Arturo, who in his childhood was very delicate, maybe because of celiac disease, graduated in Music from the Royal Music Academy of Parma in 1885, obtaining the highest marks in Composition and Cello.
After his graduation he joined a traveling opera company as a cellist. While he was on tour in Brazil, he was called to substitute the orchestra conductor during a replica of Giuseppe Verdi’s Aida. Toscanini, who had learnt the opera’s score by heart, performed brilliantly and greatly impressed the audience. Given his triumph, Toscanini continued to serve as conductor for the rest of the season, thus establishing his talent and ability as early as at age 19. He made his Italian conducting debut in Turin in November 1886. In his home country he conducted the world premieres of Ruggero Leoncavallo's Pagliacci (1892) and Giacomo Puccini's La Bohème (1896), as well as the Italian premiere of Richard Wagner's Die Götterdämmerung (1895). In 1896, Toscanini conducted for the first time at Milan's La Scala. The music he led in this performance included a symphony by Franz Joseph Haydn and Pyotr Ilyich Tchaikovsky's Nutcracker Suite. Toscanini's success grew when he was chosen to serve as La Scala's principal conductor in 1898.
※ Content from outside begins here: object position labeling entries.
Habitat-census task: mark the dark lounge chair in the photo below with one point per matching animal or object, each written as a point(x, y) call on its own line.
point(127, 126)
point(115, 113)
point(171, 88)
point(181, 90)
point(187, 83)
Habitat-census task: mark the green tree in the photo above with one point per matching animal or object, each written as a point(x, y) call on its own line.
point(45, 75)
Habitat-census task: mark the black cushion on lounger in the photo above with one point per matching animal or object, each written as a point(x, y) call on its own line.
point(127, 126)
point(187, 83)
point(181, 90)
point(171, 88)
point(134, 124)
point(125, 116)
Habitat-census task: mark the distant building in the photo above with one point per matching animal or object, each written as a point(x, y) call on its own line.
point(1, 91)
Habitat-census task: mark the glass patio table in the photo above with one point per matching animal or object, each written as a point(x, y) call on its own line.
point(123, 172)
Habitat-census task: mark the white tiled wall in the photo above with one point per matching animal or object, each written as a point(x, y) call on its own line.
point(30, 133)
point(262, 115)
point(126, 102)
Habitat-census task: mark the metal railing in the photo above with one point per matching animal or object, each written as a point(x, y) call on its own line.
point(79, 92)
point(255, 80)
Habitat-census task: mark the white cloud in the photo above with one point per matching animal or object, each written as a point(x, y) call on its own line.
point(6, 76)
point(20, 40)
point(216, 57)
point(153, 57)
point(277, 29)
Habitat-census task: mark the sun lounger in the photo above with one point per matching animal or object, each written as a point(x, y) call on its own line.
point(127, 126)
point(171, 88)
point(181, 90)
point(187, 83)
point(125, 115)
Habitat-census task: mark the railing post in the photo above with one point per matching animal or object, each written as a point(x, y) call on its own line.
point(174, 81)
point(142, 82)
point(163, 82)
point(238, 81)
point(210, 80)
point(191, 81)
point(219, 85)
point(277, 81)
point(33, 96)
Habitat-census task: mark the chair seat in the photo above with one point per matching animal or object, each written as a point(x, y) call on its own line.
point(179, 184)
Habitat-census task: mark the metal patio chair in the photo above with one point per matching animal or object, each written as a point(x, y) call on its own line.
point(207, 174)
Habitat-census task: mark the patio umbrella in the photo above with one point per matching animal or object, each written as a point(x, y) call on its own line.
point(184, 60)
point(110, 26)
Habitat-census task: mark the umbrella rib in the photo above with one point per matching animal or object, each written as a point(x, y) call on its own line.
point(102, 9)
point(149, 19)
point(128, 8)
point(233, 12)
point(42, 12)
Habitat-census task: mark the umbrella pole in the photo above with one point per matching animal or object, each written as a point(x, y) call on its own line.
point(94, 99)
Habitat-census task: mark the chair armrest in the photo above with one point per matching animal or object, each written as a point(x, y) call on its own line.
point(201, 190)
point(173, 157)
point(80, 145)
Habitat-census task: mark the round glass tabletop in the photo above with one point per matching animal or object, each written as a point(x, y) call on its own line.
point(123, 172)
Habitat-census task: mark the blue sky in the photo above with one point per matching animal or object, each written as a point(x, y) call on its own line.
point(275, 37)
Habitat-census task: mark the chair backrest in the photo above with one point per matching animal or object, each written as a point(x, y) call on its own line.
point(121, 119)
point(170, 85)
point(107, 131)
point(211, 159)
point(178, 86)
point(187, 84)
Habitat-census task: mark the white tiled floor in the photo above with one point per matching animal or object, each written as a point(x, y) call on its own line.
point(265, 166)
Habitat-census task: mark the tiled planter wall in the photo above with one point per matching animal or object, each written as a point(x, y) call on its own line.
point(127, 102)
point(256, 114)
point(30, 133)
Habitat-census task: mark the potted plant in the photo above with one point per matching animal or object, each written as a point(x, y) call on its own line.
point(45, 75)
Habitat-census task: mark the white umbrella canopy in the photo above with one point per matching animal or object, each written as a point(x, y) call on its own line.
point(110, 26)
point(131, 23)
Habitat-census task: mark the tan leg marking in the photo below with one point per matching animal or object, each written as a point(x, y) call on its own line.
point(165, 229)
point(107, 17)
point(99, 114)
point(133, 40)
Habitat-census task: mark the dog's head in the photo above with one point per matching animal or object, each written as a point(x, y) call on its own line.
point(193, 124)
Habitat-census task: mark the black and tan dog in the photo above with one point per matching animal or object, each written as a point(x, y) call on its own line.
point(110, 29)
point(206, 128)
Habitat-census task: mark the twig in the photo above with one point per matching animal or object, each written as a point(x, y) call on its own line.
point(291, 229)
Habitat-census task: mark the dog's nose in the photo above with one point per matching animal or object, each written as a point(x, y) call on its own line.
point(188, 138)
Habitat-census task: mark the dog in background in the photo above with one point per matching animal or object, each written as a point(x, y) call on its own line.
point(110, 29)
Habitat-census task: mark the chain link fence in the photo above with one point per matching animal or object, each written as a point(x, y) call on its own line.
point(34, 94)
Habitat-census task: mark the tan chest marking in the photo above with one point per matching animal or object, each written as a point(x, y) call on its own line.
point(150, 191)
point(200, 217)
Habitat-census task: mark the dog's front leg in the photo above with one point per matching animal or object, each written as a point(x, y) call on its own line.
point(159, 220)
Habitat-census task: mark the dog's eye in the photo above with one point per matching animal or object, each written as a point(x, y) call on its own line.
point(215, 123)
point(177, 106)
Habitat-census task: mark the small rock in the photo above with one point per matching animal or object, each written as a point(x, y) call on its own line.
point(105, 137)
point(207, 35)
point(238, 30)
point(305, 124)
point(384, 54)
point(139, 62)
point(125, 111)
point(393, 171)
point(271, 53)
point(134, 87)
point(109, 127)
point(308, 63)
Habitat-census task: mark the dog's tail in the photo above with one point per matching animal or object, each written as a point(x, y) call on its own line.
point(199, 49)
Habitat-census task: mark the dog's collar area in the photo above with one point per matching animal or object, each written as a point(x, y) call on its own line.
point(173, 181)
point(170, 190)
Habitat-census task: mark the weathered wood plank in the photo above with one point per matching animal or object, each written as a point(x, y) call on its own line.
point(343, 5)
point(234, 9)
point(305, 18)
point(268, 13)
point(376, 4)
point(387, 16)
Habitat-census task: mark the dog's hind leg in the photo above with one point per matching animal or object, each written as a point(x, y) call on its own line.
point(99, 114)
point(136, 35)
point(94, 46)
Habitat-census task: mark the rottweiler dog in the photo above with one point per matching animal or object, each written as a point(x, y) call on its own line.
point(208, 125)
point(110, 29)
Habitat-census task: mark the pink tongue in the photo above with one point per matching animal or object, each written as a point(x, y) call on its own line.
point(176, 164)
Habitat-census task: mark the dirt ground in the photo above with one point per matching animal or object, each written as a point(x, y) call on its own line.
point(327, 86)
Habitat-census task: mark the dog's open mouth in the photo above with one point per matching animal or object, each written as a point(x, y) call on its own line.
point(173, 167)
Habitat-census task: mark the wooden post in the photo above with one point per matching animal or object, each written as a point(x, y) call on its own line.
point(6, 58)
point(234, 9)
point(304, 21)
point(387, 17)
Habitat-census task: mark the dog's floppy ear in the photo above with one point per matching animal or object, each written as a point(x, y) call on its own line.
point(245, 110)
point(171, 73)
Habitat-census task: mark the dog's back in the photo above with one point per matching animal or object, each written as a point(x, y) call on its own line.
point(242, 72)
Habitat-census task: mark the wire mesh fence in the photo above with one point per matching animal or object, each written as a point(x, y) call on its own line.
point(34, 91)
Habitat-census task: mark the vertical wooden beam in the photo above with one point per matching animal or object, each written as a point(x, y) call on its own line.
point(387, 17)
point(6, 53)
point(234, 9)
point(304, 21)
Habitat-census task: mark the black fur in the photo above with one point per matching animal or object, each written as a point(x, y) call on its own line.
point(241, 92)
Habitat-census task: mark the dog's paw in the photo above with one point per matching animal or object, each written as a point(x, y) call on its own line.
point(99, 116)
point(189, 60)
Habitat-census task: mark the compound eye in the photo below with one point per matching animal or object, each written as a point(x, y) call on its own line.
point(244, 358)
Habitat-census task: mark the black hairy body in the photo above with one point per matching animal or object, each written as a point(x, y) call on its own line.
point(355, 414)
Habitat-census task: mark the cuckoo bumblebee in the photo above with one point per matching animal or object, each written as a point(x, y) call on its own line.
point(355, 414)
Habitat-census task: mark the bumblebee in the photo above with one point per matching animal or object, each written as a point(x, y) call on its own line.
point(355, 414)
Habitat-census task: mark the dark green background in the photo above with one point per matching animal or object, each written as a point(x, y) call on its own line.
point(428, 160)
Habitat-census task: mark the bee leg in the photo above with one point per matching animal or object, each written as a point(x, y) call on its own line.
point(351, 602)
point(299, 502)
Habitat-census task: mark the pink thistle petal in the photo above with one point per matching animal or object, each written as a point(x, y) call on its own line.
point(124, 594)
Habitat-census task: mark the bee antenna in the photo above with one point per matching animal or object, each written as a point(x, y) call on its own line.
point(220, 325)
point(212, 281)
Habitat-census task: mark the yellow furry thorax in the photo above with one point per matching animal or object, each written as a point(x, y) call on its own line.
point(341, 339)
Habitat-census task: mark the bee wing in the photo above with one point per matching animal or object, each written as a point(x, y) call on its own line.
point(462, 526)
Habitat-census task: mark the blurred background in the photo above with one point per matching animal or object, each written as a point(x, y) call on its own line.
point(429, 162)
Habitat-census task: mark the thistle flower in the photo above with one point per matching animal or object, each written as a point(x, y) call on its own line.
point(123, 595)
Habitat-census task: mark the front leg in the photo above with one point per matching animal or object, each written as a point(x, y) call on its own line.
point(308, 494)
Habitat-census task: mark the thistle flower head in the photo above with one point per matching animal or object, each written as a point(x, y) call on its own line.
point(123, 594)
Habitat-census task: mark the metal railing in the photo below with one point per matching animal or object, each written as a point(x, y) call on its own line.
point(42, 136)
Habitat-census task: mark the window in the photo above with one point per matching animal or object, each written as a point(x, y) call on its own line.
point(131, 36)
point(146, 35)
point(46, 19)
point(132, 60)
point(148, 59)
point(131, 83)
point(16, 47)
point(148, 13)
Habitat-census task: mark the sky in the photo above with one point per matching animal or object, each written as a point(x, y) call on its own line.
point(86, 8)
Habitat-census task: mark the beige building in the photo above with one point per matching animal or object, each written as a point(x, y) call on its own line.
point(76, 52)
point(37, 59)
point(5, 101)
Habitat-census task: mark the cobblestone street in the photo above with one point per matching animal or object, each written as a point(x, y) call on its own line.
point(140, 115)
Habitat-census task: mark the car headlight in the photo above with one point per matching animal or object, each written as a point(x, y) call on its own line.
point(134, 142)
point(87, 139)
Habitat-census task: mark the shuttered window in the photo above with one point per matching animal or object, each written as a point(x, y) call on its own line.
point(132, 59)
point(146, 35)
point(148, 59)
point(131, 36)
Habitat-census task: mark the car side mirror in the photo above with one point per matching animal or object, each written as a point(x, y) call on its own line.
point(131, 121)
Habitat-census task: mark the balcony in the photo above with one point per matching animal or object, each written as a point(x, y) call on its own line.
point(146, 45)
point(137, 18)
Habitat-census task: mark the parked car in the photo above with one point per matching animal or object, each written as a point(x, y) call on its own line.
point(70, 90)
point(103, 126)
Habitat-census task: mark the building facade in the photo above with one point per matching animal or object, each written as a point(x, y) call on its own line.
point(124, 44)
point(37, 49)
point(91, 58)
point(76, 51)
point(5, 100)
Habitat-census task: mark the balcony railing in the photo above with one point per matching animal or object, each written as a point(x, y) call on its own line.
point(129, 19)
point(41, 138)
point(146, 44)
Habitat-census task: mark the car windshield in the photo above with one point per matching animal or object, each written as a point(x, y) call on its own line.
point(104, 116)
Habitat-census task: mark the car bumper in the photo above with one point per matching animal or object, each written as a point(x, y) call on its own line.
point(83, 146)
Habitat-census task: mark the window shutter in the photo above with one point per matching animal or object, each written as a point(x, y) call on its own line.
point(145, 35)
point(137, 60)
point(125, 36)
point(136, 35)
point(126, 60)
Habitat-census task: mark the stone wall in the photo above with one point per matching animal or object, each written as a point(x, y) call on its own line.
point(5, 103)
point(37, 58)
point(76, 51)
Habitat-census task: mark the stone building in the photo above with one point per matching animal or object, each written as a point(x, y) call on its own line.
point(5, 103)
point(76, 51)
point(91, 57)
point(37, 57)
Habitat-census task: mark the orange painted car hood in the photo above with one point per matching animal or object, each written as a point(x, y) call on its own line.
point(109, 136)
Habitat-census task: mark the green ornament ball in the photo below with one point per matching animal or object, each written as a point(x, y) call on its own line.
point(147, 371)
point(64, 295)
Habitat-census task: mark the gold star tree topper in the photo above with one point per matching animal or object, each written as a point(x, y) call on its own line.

In 1897 he got married to Carla De Martini. They had two sons, Walter and Giorgio (who would die of dyptheria in 1906), and two daughters, Wally and Wanda. Wanda would get married to Vladimir Horowitz, her father’s collaborator.
In 1908, Toscanini left La Scala to conduct the New York Metropolitan Opera. Here he directed another world premiere of Puccini’s operas, La fanciulla del West, in 1910. He would go back to Italy during First World War, playing pro bono for soldiers on the frontline until the end of the war. After the conflict, Toscanini took the orchestra of La Scala in tour through Europe, Canada and the United States. From 1921 he would abandon the direction of La Scala, that cost him too much energy, and especially he would leave Italy, where fascism was earning more and more consent. He went on conducting orchestras and opera houses in America, and especially the New York Philharmonic Orchestra from 1926 until 1936.
Toscanini fiercely opposed the rise of fascism in Europe. In Italy, in 1931, he was slapped for refusing to execute the fascist anthem Giovinezza. He was the first non German to conduct an orchestra in the festival dedicated to Wagner in Bayreuth, Germany, but in 1933 he chose not to attend the event out of protest against the Nazi regime. These events were one of the numerous expressions of Maestro Toscanini’s success. In fact, the extensive control that Nazism exerted on all opinions and the fact that the regime had deemed Toscanini to be “unable to resist anti-Germanic propaganda”, did not prevent newspapers from expressing their regret over his decision, and the ban on his operas on the German radio stations was once lifted for some time, to convince him to change his mind.
In 1936, Toscanini went to Palestine to conduct a group of Jewish musicians whom, teaming up with Polish artist Bronislaw Huberman, he helped flee Europe.
David Sarnoff, NBC director, founded the NBC Symphony Orchestra specifically for Toscanini in 1937. He would conduct this orchestra for 17 years, finding time also to work with other orchestras, from one shore of the Atlantic to the other.
In 1947 he took part enthusiastically in the rebirth of La Scala after the wartime destructions. He was though already very old.
His wife Carla died in 1951. Toscanini conducted his last live concert in Carnegie Hall on 4 April 1954, with the NBC Symphony Orchestra. In his last years he would review his unpublished recordings. On 16 January 1957, at age 89, also Arturo passed away at his home in the Riverdale neighbourhood of New York.